The male in the 40 percent group is generally unable to draw abstract conclusions, and is thus unable to infer that letters are symbols that stand for sounds. He must be taught every possible sound represented by each letter and combination of letters, plus dependable rules that govern the sounds those letters make. Until he learns this, he will have difficulty reading. 4

The females in this group process very similarly to the males. They too have difficulty making the necessary inferences. That is why they benefit greatly from a phonological approach that covers the 44 sounds of American English.

For a complete understanding of how our alphabetic system works, the child must have a thorough grasp of this information:

  • The ability to analyze words into phonemes.
  • The knowledge that these phonemes occur in all words.
  • The knowledge of which letter symbol represents which phoneme.
  • The understanding that there is a consistent relationship between each phoneme and a letter across all positions in a word and across all words (transitivity). The letter b stands for the phoneme /b/ in the word ‘big,’ and also for /b/ in the word ‘bat,’ and also for /b/ in the word ‘tub'.
The Academic Associates Reading Program is designed to address the problem in a simple straightforward manner. Students are given the phonetic skills to master over 90 percent of the million words in the English language.

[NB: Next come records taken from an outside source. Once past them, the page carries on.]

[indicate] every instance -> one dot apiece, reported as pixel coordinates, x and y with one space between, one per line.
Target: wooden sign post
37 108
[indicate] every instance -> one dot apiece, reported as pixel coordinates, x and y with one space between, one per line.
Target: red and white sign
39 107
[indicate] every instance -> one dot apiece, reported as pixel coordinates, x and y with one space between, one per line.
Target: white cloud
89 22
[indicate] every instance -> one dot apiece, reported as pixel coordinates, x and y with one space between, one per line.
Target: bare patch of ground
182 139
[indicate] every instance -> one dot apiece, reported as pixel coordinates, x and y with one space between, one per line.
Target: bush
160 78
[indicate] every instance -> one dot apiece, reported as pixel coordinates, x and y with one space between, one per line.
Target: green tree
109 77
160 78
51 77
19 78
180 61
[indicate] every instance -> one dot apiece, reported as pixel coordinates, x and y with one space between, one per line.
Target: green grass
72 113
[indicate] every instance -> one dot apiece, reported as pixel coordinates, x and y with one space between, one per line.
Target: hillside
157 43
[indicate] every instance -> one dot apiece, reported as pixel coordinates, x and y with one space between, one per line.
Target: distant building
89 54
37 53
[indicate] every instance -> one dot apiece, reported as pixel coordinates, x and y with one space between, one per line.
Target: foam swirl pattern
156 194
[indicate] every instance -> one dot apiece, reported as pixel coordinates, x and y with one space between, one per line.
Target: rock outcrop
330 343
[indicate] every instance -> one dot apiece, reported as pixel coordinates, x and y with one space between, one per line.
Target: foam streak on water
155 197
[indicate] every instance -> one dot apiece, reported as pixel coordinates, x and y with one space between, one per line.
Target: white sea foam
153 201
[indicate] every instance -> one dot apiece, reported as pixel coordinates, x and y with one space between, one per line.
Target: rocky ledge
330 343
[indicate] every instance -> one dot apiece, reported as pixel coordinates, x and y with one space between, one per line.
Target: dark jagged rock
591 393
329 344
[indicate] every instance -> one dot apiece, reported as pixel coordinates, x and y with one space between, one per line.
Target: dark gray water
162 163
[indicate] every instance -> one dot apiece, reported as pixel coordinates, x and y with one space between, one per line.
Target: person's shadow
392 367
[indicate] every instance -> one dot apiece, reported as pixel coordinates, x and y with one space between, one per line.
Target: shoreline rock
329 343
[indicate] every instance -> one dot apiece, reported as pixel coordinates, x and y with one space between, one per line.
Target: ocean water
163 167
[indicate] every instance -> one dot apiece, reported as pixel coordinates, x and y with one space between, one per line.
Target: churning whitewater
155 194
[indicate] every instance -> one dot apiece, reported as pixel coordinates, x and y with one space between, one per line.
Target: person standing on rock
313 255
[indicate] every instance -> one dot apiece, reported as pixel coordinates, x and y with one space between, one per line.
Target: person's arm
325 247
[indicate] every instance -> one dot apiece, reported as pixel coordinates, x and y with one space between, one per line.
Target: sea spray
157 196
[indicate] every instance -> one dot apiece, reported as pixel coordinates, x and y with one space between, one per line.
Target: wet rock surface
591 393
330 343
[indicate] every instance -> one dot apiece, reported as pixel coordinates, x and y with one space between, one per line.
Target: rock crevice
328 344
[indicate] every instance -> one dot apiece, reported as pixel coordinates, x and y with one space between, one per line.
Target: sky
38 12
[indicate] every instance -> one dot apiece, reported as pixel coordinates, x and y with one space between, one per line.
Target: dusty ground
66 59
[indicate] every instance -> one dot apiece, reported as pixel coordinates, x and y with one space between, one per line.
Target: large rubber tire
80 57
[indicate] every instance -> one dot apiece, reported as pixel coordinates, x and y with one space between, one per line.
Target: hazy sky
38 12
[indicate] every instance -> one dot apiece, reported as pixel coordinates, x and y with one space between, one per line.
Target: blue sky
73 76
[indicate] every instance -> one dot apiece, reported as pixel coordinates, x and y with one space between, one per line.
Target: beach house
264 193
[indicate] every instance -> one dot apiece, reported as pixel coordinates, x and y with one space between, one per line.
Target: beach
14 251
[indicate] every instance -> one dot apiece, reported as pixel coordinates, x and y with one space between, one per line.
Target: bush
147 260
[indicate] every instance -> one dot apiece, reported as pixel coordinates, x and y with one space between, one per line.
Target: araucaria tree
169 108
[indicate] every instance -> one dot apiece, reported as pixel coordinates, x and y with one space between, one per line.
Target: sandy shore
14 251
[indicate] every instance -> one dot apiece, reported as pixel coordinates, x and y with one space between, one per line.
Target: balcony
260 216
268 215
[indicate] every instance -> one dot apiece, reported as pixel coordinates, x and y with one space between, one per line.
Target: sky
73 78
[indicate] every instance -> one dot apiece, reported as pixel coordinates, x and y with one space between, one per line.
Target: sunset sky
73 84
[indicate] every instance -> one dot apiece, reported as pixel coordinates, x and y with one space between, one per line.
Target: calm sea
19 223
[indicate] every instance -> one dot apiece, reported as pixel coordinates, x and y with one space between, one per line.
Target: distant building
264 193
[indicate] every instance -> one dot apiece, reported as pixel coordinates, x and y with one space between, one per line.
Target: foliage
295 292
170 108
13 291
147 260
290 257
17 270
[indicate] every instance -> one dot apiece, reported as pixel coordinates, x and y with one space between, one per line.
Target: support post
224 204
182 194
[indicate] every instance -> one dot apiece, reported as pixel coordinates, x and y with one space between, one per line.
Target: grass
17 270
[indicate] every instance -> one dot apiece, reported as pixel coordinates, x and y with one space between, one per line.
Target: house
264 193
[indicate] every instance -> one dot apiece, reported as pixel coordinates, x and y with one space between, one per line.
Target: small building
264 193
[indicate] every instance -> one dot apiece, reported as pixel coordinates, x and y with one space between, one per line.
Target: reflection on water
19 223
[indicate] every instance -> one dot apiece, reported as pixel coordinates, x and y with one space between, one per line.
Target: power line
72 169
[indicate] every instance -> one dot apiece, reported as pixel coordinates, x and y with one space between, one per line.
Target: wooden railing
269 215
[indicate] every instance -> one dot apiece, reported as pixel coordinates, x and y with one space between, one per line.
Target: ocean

In Marcia D’Arcangelo’s very recent interview with Sally Shaywitz, professor of pediatrics at the Yale Child Study Center , she posed this predicament:

“Educators are vitally interested in information that can help them teach reading. Many middle school and high school teachers haven’t been taught how to teach reading.”

Dr. Shaywitz’s reply contained, “…This [scientific] evidence supports the fact that reading is part of language. To read, we have to break up spoken words into smaller units, understand that letters represent sounds, have a knowledge base, have a vocabulary, and have the motivation and enjoyment." 6

When trained in teaching the Academic Associates™ Reading Program teachers have the skills necessary to teach anyone to learn to read. Elementary teachers know a lot about reading but have never been taught a program that works every time. The Academic AssociatesTM Reading Program does for its teachers what no university or teacher’s college can do. In our reading program we build on the first three stages of reading development. 7 Our students begin with initial decoding. An understanding of the phonetic structure of the English language is a must if a poor reader is to become a good reader.

We then move into fluency where the decoding becomes both accurate and rapid. This frees up attention for higher-level reading comprehension skills.

Reading for meaning becomes one of understanding the content. It is during this stage that students expand their knowledge base. Students who are reading below grade-level lack significantly in their knowledge base.

After students learn to sound out and pronounce words, they are taught simple, effective techniques for understanding what they read. Reading becomes a logical, uncomplicated process.

By lesson 13, most fourth-graders through adults read and spell college level words, and comprehend material at their own grade level or higher.

This is usually accomplished in 45 to 60 hours. Out of the thousands of students and adults who have been through the Academic Associates Reading Program, every one has learned to read and, typically, progressed 2 to 5 grade levels in their reading ability.


1This is based on the 1994 NAEP’s reading exam of 4th graders, and Education Week 9/16/98.

2Scientific American, "Dyslexia", by Frank R. Vellutino March 1987 page 39.

3Scientific American, "Dyslexia", by Sally E. Shaywitz A new model of this reading disorder emphasizes defects in the language processing rather than the visual system. It explains how language is processed November 1996.

4Ibib.

5"Why Our Children Can’t Read", by Diane McGuiness, The Free Press 1997 page 174

6Educational Leadership, "Learning About Learning to Read", by Marcia D’Arcangelo, October 1999 pages 26-31.

7Journal of Learning Disabilities, "The Effect of Early Reading Failure on Acquisition of Knowledge Among Students with Learning Disabilities", by Vicki Snider & Sara Tarver June/July 1987.